Minimum Measure Summary
Input Variable MASONRY
ELECTRIC 322.5460



This analysis results in 23 slides based on the observation index. The minimum measure (322.5460) occurs at slide index 13 which corresponds to the time value FEB1978. Note that the original data set SASHELP.WORKERS was modified beginning at the time value JAN1978. This similarity analysis justifies the belief the ELECTRIC lags MASONRY by one month based on the time series cross-correlation analysis despite the lack of target data (MASONRY).

The goal of seasonal sliding similarity measures is to find the seasonal slide index that corresponds to the most similar seasonal subsequence of the input series when compared to the target sequence.

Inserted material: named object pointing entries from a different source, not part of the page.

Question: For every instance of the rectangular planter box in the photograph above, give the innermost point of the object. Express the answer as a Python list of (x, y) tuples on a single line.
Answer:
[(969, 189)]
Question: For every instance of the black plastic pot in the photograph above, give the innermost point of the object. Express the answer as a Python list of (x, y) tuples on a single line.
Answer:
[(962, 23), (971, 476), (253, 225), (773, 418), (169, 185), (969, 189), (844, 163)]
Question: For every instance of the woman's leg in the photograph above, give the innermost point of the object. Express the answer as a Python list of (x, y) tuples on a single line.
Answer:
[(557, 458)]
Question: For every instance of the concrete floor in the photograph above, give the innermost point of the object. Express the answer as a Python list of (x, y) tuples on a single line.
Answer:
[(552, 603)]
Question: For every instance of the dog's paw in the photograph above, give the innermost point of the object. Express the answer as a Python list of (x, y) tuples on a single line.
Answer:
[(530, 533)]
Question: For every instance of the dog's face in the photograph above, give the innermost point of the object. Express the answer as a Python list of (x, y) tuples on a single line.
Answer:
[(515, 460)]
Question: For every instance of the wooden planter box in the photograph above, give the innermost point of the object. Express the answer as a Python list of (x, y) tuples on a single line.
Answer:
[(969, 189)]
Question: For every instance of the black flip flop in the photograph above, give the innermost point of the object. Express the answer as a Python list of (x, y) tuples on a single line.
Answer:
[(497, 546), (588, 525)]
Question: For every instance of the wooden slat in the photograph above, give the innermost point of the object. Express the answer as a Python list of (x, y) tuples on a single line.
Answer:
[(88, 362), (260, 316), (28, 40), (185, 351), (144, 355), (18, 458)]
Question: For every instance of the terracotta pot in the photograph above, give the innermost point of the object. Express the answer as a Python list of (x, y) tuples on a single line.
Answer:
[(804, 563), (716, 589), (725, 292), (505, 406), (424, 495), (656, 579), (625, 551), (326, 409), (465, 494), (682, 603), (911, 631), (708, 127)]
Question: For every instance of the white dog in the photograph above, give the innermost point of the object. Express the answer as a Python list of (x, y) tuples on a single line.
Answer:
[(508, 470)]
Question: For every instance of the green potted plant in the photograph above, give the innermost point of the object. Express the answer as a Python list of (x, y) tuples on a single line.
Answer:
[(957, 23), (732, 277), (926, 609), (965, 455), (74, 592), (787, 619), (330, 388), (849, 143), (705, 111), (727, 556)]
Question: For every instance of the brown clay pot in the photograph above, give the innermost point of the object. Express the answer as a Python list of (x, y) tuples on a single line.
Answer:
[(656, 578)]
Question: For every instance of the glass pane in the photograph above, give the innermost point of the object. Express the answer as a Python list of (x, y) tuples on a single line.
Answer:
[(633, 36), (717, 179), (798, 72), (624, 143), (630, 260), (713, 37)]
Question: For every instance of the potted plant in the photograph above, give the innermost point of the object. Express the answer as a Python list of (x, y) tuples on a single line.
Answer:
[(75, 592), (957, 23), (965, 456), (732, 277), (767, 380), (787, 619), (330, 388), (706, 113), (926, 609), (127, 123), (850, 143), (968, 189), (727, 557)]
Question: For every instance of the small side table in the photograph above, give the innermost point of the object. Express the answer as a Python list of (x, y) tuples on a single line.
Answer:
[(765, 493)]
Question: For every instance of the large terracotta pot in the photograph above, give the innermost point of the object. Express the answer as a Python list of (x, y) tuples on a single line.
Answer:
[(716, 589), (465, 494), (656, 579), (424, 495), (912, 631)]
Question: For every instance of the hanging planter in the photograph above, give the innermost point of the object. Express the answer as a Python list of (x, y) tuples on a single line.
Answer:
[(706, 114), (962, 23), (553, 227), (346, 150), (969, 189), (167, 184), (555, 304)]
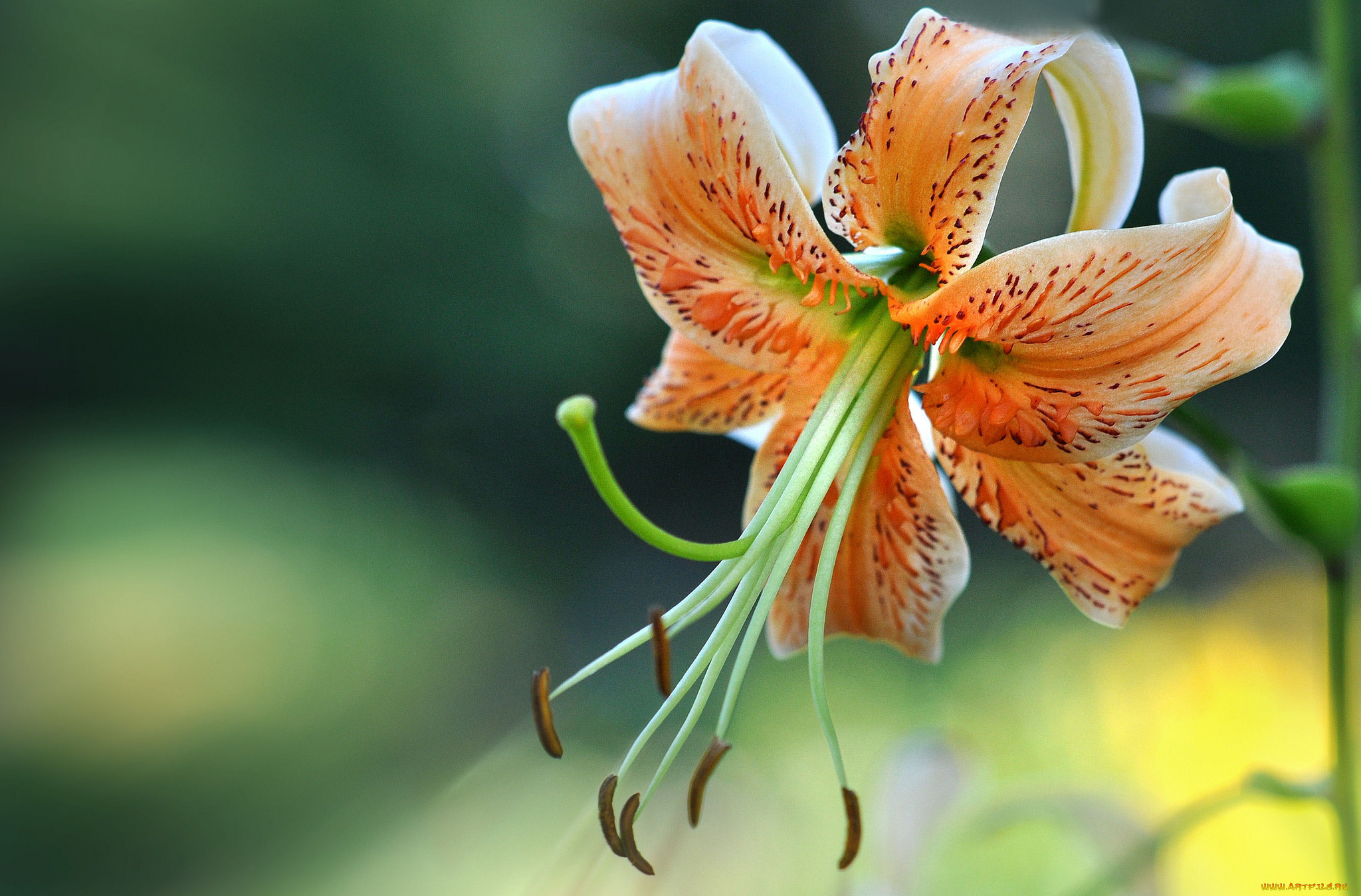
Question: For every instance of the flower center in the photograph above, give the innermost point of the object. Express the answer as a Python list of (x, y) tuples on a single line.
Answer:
[(837, 442)]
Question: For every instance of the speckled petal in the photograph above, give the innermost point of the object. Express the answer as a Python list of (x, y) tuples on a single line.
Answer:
[(1108, 531), (1075, 347), (720, 232), (696, 392), (946, 106), (902, 559)]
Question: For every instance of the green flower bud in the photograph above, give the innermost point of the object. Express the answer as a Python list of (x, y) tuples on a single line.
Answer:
[(1318, 505), (1271, 101)]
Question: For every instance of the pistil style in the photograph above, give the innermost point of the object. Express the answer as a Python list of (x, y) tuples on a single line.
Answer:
[(836, 442)]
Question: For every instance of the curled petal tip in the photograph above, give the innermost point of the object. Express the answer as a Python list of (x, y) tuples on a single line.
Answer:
[(544, 714)]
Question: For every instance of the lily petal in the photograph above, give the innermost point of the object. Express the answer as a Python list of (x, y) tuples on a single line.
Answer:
[(720, 232), (1108, 531), (902, 559), (696, 392), (756, 434), (946, 106), (801, 397), (1099, 105), (1085, 341), (799, 120)]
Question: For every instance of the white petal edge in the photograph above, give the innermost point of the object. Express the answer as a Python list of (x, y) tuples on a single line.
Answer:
[(1178, 454), (1099, 105), (756, 434), (801, 123)]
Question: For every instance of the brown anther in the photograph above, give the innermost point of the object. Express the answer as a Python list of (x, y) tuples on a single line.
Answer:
[(700, 779), (611, 834), (853, 828), (661, 652), (544, 714), (631, 849)]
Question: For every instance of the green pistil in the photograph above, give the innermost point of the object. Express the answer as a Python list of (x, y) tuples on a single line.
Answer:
[(840, 436)]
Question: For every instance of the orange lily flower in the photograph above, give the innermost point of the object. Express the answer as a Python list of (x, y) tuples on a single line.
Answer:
[(1051, 365)]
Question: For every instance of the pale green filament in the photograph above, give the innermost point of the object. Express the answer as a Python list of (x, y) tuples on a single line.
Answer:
[(837, 438), (712, 657), (803, 458), (731, 616), (750, 585), (832, 543), (900, 361)]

The following statements repeat the preceding similarity analysis on the example data set with seasonal sliding:

proc similarity data=workers out=_NULL_ print=(slides summary);
   id date interval=month;
   input  electric;
   target masonry / slide=season measure=msqrdev;
run;

Output 31.3.3: Summary of the Seasonal Slide Measures

The SIMILARITY Procedure

Slide Measures Summary for Input=ELECTRIC
and Target=MASONRY
Slide Index DATE Slide Target
Sequence
Length
Slide Input
Sequence
Length
Slide Warping
Amount
Slide Minimum
Measure
0 JAN1977 48 48 0 1040.086
12 JAN1978 48 48 0 641.927



Output 31.3.4: Seasonal Minimum Measure

Minimum Measure Summary
Input Variable MASONRY
ELECTRIC 641.9273



The analysis differs from the previous analysis in that the slides are performed based on the seasonal index (SLIDE=SEASON) with no warping. With a seasonality of 12, two seasonal slides are considered at slide indices 0 and 12 with the minimum measure (641.9273) occurring at slide index 12 which corresponds to the time value JAN1978. Note that the original data set SASHELP.WORKERS was modified beginning at the time value JAN1978. This similarity analysis justifies the belief that ELECTRIC and MASONRY have similar seasonal properties based on seasonal decomposition analysis despite the lack of target data (MASONRY).